Specific measurements with units (J/cm², nm, ns, Ra, μg/m³)
Regulatory rule numbers (BAAQMD Rule X, Cal/OSHA Title 8 Section X)
Standard designations (SSPC-SP X, NACE No. X, AWS D1.X)

Flag sections with zero quantitative specifics as thin.

Similarity score — both page types

Run this analysis per category/subcategory group:

Lexical overlap: extract the first sentence of the primary description field (properties.laserMaterialInteraction.description for materials, content.introduction.sectionDescription for applications). Count how many pages in the same subcategory share the same opening 5-word pattern.

Structural uniformity: check faq.items count — 142/153 material pages have exactly 4 items. Flag any subcategory where >80% of pages have identical FAQ counts.

Vocabulary fingerprint: extract the 10 most distinctive non-stopword terms from each page's description fields. Pages in the same subcategory sharing >5 of these 10 terms are flagged as lexically similar.

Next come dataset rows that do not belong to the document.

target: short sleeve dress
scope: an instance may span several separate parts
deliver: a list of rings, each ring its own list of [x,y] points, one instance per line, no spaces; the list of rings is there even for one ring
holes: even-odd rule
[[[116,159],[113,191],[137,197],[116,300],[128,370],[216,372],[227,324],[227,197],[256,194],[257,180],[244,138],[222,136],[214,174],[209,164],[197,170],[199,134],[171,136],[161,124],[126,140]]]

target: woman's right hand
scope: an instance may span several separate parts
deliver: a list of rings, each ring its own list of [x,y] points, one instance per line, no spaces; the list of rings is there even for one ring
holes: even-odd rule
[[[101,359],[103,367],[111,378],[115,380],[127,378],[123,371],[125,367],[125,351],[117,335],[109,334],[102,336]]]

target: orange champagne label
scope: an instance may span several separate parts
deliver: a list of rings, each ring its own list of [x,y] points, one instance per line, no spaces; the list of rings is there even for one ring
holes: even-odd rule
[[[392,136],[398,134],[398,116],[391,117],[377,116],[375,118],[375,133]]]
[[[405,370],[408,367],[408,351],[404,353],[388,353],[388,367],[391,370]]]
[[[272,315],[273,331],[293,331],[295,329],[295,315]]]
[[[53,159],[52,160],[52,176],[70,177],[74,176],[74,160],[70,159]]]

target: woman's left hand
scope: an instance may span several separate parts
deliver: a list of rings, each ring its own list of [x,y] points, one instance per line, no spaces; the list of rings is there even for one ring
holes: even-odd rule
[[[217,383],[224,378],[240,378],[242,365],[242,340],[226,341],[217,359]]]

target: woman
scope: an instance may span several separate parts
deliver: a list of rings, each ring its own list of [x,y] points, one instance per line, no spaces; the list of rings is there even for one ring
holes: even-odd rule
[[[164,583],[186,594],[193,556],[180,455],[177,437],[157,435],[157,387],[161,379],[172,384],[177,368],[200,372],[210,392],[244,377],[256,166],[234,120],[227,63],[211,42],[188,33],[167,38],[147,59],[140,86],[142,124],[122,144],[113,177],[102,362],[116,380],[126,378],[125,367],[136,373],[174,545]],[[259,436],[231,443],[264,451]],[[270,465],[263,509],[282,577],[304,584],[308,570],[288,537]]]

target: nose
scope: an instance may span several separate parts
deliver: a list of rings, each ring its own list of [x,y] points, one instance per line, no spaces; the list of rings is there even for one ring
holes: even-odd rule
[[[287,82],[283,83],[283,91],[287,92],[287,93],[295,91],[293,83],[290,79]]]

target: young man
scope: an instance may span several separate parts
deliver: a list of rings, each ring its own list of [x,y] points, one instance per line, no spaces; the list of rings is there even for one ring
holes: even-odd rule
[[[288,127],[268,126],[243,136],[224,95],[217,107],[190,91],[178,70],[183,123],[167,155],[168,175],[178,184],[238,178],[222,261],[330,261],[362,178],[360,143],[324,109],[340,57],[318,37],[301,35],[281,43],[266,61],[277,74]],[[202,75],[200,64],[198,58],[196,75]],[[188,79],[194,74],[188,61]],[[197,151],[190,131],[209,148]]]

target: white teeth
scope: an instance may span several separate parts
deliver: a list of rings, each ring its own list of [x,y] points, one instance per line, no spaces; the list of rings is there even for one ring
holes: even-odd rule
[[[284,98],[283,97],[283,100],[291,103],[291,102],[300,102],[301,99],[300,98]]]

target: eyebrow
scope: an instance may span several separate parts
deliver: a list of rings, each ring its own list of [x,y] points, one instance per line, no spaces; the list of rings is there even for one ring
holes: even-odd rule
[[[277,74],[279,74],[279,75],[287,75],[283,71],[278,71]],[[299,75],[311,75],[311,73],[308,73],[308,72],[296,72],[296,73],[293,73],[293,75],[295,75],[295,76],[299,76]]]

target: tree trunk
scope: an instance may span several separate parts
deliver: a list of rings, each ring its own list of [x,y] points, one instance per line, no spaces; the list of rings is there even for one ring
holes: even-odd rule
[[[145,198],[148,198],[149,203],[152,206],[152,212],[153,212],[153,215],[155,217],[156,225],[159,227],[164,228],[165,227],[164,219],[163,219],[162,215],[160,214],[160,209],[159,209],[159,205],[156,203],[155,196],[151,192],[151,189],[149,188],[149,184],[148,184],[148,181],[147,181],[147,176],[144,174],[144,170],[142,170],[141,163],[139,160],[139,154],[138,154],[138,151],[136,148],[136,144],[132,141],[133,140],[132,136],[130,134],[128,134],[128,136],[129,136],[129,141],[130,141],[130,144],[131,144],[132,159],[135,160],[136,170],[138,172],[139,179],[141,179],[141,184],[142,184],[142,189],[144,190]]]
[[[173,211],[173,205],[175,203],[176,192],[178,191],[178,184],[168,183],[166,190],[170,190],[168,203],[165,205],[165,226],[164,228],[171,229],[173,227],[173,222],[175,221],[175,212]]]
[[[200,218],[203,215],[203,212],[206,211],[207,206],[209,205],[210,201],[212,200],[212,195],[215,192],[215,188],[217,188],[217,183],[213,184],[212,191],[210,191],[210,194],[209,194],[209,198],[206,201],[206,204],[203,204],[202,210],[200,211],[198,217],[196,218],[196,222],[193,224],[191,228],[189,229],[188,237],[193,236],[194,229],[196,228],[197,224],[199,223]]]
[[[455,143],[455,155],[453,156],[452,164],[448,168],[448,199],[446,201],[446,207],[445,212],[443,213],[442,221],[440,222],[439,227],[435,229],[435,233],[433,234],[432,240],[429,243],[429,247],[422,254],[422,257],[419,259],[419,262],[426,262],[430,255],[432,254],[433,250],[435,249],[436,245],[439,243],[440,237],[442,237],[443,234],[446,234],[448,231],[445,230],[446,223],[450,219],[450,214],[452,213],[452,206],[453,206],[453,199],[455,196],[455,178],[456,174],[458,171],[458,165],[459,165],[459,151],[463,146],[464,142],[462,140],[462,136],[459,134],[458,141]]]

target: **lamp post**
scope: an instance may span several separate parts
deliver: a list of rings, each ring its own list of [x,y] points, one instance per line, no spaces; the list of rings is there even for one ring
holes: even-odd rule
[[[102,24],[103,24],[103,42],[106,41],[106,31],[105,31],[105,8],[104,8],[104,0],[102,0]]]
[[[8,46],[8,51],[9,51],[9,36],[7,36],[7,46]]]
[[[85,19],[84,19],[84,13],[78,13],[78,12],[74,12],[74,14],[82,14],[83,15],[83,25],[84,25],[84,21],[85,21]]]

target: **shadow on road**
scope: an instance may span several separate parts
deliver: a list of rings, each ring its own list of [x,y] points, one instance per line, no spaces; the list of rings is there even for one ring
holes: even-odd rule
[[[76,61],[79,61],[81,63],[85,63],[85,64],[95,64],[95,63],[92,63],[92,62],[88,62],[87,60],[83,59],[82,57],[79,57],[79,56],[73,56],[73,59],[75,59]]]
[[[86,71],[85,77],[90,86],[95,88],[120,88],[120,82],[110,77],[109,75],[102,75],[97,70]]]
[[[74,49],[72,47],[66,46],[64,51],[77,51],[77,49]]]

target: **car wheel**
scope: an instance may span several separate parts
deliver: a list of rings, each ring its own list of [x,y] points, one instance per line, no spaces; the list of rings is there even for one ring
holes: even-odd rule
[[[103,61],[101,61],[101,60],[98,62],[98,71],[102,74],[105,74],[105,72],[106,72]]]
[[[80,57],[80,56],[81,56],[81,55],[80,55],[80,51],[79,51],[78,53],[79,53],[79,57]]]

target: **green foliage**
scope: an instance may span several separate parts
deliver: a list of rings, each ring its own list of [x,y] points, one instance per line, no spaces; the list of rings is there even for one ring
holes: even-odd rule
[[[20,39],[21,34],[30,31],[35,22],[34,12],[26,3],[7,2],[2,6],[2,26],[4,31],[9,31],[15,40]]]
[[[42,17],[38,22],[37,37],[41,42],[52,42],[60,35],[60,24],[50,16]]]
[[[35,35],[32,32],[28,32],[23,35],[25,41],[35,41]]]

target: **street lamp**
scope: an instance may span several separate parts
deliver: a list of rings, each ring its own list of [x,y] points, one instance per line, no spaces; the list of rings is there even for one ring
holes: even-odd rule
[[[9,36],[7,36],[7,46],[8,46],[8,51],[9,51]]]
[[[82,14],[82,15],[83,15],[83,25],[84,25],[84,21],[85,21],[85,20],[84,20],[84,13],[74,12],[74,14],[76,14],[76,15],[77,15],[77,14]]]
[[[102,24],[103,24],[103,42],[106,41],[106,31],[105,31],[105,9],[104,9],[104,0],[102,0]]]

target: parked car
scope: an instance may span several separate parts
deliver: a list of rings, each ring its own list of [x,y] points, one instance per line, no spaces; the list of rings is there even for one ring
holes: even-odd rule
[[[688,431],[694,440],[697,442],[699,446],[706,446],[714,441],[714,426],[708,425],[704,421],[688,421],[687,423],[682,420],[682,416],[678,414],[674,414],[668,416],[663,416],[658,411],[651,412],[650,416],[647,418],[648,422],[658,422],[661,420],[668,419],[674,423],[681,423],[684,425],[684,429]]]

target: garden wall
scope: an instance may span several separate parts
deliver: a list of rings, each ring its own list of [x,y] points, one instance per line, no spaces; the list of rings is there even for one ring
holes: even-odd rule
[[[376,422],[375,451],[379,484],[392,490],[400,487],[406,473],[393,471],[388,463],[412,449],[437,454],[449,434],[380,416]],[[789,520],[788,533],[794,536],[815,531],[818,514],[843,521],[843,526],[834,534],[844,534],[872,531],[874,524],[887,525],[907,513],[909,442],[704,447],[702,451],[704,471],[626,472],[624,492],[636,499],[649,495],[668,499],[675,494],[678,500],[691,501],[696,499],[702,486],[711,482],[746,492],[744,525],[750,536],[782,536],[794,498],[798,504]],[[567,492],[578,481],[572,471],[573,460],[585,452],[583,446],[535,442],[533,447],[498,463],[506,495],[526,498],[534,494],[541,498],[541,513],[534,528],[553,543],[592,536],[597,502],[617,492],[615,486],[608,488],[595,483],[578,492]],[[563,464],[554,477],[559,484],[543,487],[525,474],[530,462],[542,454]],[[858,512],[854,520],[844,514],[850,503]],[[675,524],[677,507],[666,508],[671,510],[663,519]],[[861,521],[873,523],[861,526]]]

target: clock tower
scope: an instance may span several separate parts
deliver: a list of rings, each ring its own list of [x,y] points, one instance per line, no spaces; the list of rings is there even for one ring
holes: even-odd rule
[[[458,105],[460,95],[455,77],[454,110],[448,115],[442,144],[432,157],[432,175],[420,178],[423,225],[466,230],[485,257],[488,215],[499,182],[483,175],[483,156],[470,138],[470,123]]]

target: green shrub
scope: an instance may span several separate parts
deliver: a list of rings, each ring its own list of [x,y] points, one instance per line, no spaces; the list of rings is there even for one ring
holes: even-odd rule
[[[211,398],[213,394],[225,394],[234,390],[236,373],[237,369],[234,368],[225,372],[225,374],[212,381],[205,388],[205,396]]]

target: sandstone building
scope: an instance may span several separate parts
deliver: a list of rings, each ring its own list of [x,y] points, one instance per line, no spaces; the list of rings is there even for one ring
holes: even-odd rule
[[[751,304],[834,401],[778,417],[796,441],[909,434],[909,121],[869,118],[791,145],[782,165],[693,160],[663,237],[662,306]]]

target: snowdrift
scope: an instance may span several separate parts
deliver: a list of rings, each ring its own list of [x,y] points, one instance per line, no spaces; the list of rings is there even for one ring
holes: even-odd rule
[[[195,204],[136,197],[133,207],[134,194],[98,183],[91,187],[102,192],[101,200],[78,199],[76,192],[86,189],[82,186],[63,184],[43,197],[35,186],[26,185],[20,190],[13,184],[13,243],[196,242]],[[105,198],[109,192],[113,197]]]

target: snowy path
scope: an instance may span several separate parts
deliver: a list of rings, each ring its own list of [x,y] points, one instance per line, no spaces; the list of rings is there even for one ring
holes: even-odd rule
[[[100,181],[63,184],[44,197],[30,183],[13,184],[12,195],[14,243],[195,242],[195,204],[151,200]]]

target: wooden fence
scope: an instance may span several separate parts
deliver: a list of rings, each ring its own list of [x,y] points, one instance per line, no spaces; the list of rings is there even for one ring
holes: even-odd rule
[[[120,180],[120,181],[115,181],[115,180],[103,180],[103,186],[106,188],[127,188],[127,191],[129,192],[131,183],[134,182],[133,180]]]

Step 3: Cross-reference with performance data

Load the most recent file matching data/search-console/weekly-summary-*.json (sort by date, take latest). For each page URL, look up impressions and clicks.

Load the most recent file matching data/ai-search/weekly-*.json (sort by date, take latest) if available. For each query, check whether the page URL appears in citation results.

This produces a priority score combining:

Thinness score (how much improvement is possible)
Performance potential (is anyone searching for this?)
Citation gap (is AI search ignoring this page?)

Priority tiers:

Critical: High GSC impressions OR any AI tracker coverage + thin/generic
High: Medium search potential + thin
Medium: Low search potential + thin (improve once higher-priority pages are done)
Monitor: Adequate content quality — watch for performance decline

Step 4: Category summary

Group pages by category and subcategory. For each group produce:

Average thinness score
Similarity index (0–1, where 1 = all pages identical)
Count of pages needing remediation
Recommended intervention type

This feeds directly into zbeam-category-enricher — categories with the most pages needing remediation and the highest search potential go first.

Output format

Read references/output-schema.md for the full JSON and markdown output schemas. Needed when producing the final audit files.